On your base cabs, do you build the 4" toe kick base separately and then attach the cabinets or build them all as one unit?


----------



## Teetorbilt (Feb 12, 2004)

my biggest cabinet, to date, was 22'10" L and 12' H without a joint in any runs, horizontal or vertical. It featured a custom copper range hood by Schnedeker and a full entertainment center including a 36" TV on an articulated arm and swivel. Nothing beats Oprah on surround sound. LOL


----------



## Woodcrafter74 (Oct 5, 2005)

WOW! You can't see me, but I'm bowing down in respect and awe. 

If I didn't have a family relying on me and wasn't so tied to my area, I'd move to FL to work in your cabinet shop at minimum wage for a few years--just for the experience. I'd love to work next to a seasoned veteran in the trade and gleen all that tribal knowledge. 

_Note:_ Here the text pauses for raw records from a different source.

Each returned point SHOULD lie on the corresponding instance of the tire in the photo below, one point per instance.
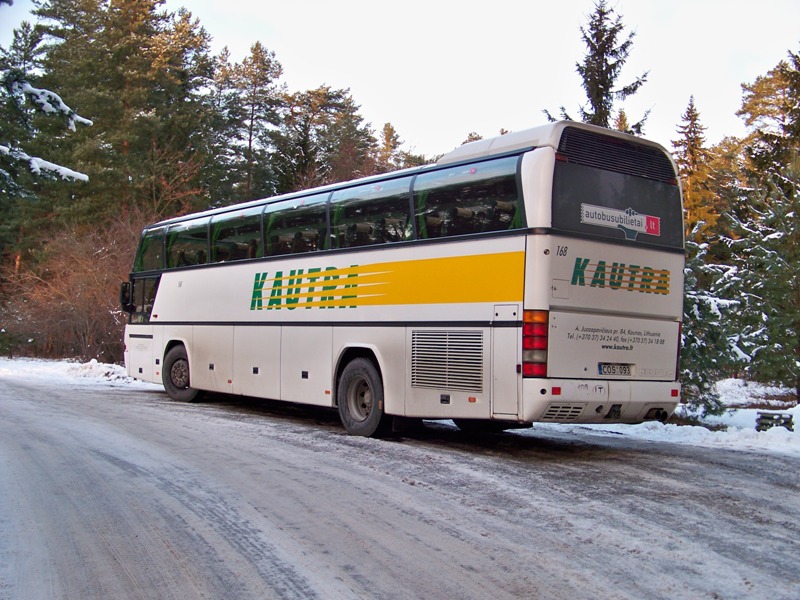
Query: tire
(175, 376)
(359, 395)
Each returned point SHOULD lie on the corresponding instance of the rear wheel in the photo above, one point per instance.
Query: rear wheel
(175, 376)
(360, 398)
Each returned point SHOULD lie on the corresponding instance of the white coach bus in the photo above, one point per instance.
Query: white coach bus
(536, 276)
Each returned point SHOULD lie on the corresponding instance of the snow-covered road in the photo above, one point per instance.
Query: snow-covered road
(111, 490)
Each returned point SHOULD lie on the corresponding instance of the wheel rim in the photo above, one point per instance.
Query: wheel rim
(179, 373)
(359, 400)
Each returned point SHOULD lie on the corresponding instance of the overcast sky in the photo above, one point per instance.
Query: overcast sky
(440, 69)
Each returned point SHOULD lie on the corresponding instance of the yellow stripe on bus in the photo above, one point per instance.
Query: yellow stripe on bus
(477, 278)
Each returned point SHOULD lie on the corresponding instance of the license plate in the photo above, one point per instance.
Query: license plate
(615, 369)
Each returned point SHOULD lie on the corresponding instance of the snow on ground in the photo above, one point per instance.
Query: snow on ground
(737, 426)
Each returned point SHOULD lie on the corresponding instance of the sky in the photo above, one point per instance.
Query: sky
(439, 70)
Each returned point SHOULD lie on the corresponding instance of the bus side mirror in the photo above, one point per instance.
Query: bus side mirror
(125, 296)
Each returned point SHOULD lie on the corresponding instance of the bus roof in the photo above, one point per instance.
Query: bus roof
(535, 137)
(516, 141)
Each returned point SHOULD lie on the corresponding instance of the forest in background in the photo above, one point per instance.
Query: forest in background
(175, 129)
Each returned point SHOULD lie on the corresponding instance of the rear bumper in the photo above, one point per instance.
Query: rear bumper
(597, 401)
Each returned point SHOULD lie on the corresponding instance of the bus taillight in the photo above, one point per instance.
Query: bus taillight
(535, 325)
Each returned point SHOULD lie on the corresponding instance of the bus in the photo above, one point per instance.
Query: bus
(532, 277)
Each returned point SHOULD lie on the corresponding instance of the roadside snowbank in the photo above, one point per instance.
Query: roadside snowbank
(739, 423)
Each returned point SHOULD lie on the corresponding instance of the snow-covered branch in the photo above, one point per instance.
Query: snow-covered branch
(37, 165)
(48, 102)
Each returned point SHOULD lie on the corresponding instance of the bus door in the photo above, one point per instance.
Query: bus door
(505, 358)
(140, 347)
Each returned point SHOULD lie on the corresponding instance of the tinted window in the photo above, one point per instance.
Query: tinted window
(144, 295)
(187, 243)
(296, 226)
(236, 235)
(616, 205)
(375, 213)
(468, 199)
(149, 256)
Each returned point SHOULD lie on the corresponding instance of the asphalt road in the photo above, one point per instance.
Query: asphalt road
(121, 493)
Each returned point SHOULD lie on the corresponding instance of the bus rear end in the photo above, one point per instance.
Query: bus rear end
(604, 281)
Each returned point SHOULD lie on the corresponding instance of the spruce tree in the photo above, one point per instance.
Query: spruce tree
(257, 78)
(322, 139)
(692, 157)
(767, 254)
(606, 55)
(711, 347)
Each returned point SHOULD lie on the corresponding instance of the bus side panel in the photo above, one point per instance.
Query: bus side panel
(305, 361)
(256, 361)
(449, 374)
(140, 350)
(211, 359)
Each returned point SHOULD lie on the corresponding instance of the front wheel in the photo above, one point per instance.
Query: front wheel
(360, 398)
(175, 376)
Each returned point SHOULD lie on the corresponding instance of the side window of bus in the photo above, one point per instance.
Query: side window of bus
(296, 226)
(144, 295)
(375, 213)
(236, 235)
(187, 244)
(149, 256)
(473, 198)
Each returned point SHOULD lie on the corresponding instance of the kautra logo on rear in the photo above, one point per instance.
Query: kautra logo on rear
(620, 276)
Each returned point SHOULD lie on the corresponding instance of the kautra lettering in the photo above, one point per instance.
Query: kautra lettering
(620, 276)
(314, 288)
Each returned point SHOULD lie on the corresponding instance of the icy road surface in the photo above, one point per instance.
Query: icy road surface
(121, 493)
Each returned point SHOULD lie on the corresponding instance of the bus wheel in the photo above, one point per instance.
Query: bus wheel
(360, 399)
(175, 376)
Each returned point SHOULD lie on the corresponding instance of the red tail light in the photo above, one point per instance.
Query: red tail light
(535, 324)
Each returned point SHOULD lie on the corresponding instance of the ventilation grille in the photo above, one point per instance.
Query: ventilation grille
(612, 154)
(562, 413)
(451, 360)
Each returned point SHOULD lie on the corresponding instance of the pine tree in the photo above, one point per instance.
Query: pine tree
(261, 99)
(692, 157)
(767, 254)
(139, 72)
(771, 108)
(388, 157)
(602, 67)
(710, 347)
(321, 140)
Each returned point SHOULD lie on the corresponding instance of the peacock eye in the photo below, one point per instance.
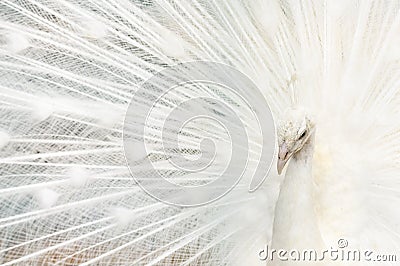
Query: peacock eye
(303, 135)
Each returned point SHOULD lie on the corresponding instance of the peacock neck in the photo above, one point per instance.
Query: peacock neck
(295, 221)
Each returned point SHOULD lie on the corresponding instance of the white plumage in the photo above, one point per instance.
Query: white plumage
(68, 70)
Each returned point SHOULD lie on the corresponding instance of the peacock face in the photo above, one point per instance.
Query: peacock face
(293, 133)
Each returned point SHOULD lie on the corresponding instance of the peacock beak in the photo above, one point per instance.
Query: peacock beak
(283, 157)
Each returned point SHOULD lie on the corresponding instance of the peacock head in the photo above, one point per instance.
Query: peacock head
(294, 130)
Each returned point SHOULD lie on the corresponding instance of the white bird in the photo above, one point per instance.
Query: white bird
(329, 70)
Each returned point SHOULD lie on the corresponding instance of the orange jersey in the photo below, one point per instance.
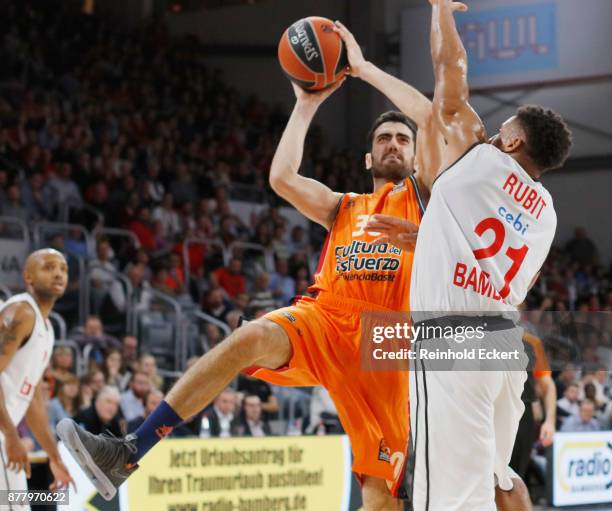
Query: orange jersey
(351, 266)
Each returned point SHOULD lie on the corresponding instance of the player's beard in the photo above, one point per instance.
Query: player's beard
(392, 171)
(49, 293)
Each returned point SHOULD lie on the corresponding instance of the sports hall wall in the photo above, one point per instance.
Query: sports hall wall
(581, 195)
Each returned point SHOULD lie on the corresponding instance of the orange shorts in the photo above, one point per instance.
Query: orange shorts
(373, 406)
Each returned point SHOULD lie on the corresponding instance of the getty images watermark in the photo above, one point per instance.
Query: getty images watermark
(475, 342)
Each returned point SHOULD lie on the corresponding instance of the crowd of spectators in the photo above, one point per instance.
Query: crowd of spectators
(136, 126)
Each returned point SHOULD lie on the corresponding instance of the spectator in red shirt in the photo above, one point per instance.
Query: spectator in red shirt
(231, 279)
(141, 227)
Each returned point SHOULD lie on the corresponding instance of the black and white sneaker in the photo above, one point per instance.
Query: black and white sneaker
(104, 458)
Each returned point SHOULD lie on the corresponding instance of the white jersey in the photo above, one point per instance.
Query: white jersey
(20, 377)
(485, 235)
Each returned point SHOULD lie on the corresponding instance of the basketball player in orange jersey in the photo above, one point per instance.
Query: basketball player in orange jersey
(316, 341)
(26, 343)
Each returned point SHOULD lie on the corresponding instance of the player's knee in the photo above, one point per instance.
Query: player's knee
(516, 499)
(263, 343)
(376, 496)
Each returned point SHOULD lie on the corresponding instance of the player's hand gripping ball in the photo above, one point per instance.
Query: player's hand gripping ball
(312, 54)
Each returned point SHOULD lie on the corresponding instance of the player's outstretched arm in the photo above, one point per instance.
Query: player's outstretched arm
(16, 324)
(405, 97)
(310, 197)
(459, 123)
(38, 422)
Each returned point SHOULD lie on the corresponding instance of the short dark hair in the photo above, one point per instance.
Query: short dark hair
(392, 116)
(549, 139)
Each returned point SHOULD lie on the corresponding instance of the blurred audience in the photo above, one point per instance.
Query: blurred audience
(103, 414)
(251, 422)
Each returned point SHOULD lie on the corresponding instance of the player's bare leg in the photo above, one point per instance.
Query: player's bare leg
(261, 343)
(376, 496)
(517, 499)
(109, 461)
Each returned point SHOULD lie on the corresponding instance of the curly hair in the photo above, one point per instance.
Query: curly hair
(549, 139)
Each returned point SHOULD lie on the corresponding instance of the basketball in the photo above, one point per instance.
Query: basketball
(311, 54)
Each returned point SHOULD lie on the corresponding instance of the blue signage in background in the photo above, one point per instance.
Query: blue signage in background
(510, 39)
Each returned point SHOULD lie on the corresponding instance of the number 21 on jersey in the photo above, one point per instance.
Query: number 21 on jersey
(516, 255)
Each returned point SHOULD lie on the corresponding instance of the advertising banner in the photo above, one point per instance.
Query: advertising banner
(582, 468)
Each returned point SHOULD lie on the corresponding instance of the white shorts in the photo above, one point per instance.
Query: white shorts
(463, 427)
(11, 480)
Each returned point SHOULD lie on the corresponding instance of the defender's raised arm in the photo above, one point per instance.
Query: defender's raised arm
(458, 122)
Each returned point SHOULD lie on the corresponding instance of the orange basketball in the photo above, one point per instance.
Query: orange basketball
(311, 54)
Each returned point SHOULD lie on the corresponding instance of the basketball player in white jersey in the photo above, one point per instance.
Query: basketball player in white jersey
(26, 344)
(487, 230)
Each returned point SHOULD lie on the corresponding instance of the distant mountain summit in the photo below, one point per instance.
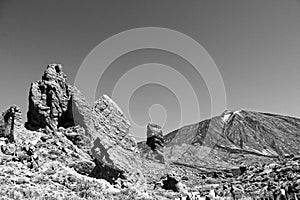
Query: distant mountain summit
(234, 138)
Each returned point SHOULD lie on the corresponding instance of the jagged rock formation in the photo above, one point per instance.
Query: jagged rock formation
(54, 104)
(10, 120)
(154, 144)
(49, 100)
(155, 137)
(172, 182)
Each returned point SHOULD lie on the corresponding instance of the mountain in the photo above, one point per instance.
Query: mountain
(230, 140)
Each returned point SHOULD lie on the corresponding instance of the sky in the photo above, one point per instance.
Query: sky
(254, 44)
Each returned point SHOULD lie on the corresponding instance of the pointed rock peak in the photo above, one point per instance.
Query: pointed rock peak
(54, 72)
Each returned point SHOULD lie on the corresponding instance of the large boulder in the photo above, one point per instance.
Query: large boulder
(10, 120)
(155, 141)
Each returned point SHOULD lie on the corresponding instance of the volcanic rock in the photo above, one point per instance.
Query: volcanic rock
(155, 137)
(172, 182)
(10, 120)
(56, 106)
(115, 148)
(155, 141)
(232, 139)
(48, 100)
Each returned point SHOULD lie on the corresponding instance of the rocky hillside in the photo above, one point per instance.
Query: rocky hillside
(68, 149)
(230, 140)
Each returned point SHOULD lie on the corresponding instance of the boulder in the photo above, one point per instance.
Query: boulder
(155, 138)
(172, 182)
(10, 120)
(155, 141)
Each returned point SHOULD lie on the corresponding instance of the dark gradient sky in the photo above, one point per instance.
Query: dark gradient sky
(254, 43)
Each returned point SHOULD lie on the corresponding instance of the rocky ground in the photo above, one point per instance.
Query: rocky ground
(69, 149)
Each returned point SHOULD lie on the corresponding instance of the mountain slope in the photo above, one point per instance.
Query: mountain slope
(232, 139)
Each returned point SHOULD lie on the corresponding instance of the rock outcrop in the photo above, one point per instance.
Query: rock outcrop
(172, 182)
(10, 120)
(49, 100)
(155, 140)
(54, 105)
(115, 148)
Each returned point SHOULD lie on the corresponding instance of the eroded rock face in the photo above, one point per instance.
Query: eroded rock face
(155, 138)
(172, 182)
(10, 120)
(155, 141)
(56, 106)
(49, 100)
(114, 148)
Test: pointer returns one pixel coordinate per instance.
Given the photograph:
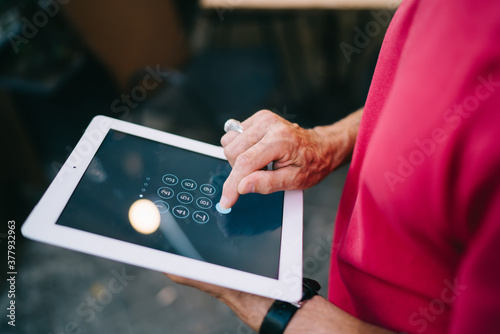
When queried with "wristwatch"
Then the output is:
(280, 313)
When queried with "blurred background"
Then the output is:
(178, 66)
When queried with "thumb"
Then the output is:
(266, 182)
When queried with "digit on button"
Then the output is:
(189, 184)
(170, 179)
(162, 206)
(185, 198)
(200, 217)
(207, 189)
(204, 203)
(180, 211)
(165, 192)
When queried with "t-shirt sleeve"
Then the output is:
(476, 288)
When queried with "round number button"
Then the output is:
(165, 192)
(185, 198)
(204, 203)
(180, 211)
(200, 217)
(170, 179)
(162, 206)
(189, 184)
(207, 189)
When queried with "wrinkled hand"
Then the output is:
(299, 156)
(249, 308)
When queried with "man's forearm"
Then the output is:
(339, 138)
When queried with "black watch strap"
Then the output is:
(277, 318)
(280, 313)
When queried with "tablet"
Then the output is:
(149, 198)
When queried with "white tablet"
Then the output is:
(149, 198)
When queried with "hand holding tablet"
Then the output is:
(150, 198)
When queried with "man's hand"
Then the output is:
(251, 309)
(316, 316)
(301, 157)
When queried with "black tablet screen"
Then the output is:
(184, 187)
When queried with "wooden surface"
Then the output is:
(301, 4)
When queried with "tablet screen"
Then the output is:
(164, 197)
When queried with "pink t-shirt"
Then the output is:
(417, 236)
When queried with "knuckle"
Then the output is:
(244, 159)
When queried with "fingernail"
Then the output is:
(249, 188)
(224, 203)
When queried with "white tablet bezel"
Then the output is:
(41, 223)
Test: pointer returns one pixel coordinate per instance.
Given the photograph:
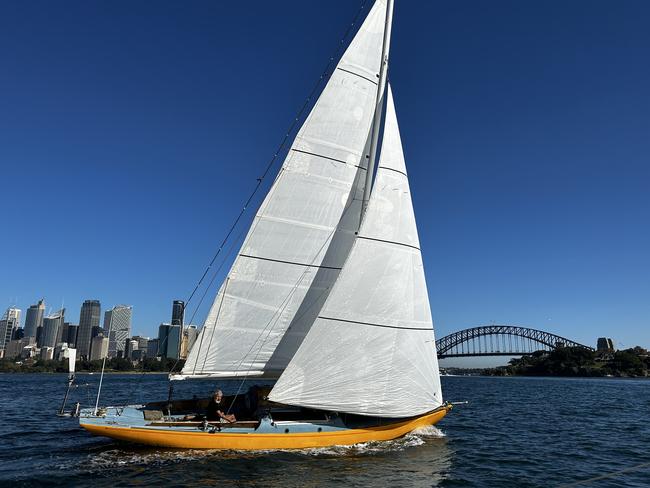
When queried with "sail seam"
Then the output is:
(360, 76)
(375, 325)
(389, 242)
(289, 262)
(327, 157)
(393, 169)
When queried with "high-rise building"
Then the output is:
(9, 322)
(189, 338)
(130, 346)
(34, 318)
(169, 340)
(71, 338)
(142, 342)
(117, 327)
(52, 327)
(152, 348)
(99, 348)
(178, 312)
(88, 318)
(15, 348)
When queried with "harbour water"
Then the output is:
(522, 432)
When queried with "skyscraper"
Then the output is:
(118, 321)
(88, 318)
(178, 312)
(52, 329)
(10, 321)
(71, 339)
(169, 338)
(99, 348)
(189, 338)
(34, 318)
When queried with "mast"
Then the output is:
(383, 74)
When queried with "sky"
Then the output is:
(131, 134)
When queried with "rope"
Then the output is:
(281, 147)
(269, 166)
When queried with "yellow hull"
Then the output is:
(252, 441)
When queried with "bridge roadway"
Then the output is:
(500, 340)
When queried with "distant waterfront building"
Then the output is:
(118, 321)
(130, 346)
(169, 340)
(10, 321)
(178, 312)
(71, 338)
(88, 318)
(34, 318)
(139, 354)
(190, 334)
(15, 348)
(52, 327)
(142, 342)
(152, 348)
(605, 344)
(61, 351)
(97, 330)
(99, 348)
(47, 353)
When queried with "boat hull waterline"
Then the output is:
(173, 437)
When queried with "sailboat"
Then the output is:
(327, 295)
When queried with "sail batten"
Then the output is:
(371, 350)
(303, 230)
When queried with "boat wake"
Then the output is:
(133, 456)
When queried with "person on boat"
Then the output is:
(214, 411)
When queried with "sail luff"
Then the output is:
(303, 230)
(372, 349)
(383, 76)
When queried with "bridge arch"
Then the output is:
(500, 340)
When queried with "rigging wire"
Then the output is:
(281, 148)
(282, 145)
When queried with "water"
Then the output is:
(515, 432)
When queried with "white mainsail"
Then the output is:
(372, 349)
(303, 231)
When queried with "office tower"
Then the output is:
(142, 342)
(169, 338)
(189, 338)
(71, 338)
(47, 353)
(130, 346)
(52, 325)
(117, 320)
(98, 348)
(152, 348)
(34, 318)
(178, 312)
(9, 322)
(88, 318)
(15, 348)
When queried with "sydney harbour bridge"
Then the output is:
(500, 340)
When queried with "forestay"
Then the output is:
(372, 349)
(303, 231)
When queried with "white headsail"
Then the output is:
(372, 349)
(303, 230)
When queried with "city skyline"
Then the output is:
(527, 151)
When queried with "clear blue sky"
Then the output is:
(131, 133)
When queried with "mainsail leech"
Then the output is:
(372, 349)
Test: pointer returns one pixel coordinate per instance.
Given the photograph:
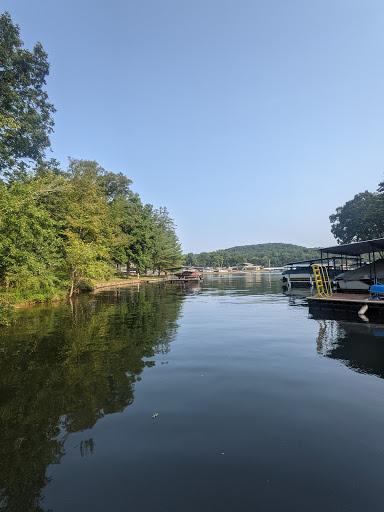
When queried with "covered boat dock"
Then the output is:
(369, 256)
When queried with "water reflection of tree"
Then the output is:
(62, 370)
(359, 346)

Thanks for the insight! :thumbup:


----------



## Teetorbilt (Feb 12, 2004)

Wood, I couldn't hold a candle next to my Dad. HE's the one that you would give the left one to work for, he did it all expertly. Lots of hand carving, staircases, boats, you name it. I just build some cabinets and bookshelves.


----------



## stairguy (Nov 6, 2005)

In Syracuse NY I usually charge for a pretty standard size cabinet, maybe 30 X 30 or 24 X 36 or something in that area $25 per to install, both wall and base cabs. For bigger I charge more, extra for fillers and per foot for toekicks. Any cut outs for plugs or pipes I charge for, and same with cleats on walls for counter tops. Figure what you want to make and hour, and how long it takes you to do something and figure it out that way. Kitchen cabinets though you can usually make more / hour on installing them, but keep in mind you have to bring them all in the house and take them out of the boxes as well, so that's in your pricing as well. Hope this helps!

Jay


----------



## Teetorbilt (Feb 12, 2004)

This is a good example of regional differences. The box stores here charge $65 for uppers, $50 for lowers and I'd count the silverware before those guys left. BTW, if you want them square and level, that's extra.


----------



## Mike Finley (Apr 28, 2004)

stairguy said:


> In Syracuse NY I usually charge for a pretty standard size cabinet, maybe 30 X 30 or 24 X 36 or something in that area $25 per to install, both wall and base cabs. For bigger I charge more, extra for fillers and per foot for toekicks. Any cut outs for plugs or pipes I charge for, and same with cleats on walls for counter tops. Figure what you want to make and hour, and how long it takes you to do something and figure it out that way. Kitchen cabinets though you can usually make more / hour on installing them, but keep in mind you have to bring them all in the house and take them out of the boxes as well, so that's in your pricing as well. Hope this helps!
> 
> Jay


Christ, good ole upstate NY! I hope with all the add ons you get to average $100 a box. $25 a box! One of the reasons I have no regrets leaving NY so long ago!


----------



## 747 (Jan 21, 2005)

Here is how much for kitchen cabinets. Anywhere from 3600-20,000 dollars LOL I being serious.


----------



## Dougmt (Nov 12, 2005)

*I mt....*

the going rate for custom cabinets is between $150-175 per door. This is oak faced 3/4" ply boxes and solid raised panel doors with european style hinges. This does NOT including hanging but does include delivery.
D


----------



## oldtimer (Jan 23, 2006)

stairguy said:


> In Syracuse NY I usually charge for a pretty standard size cabinet, maybe 30 X 30 or 24 X 36 or something in that area $25 per to install, both wall and base cabs. For bigger I charge more, extra for fillers and per foot for toekicks. Any cut outs for plugs or pipes I charge for, and same with cleats on walls for counter tops. Figure what you want to make and hour, and how long it takes you to do something and figure it out that way. Kitchen cabinets though you can usually make more / hour on installing them, but keep in mind you have to bring them all in the house and take them out of the boxes as well, so that's in your pricing as well. Hope this helps!
> 
> Jay


If it's ok with you, I'll quit working now and sub all my work to you.


----------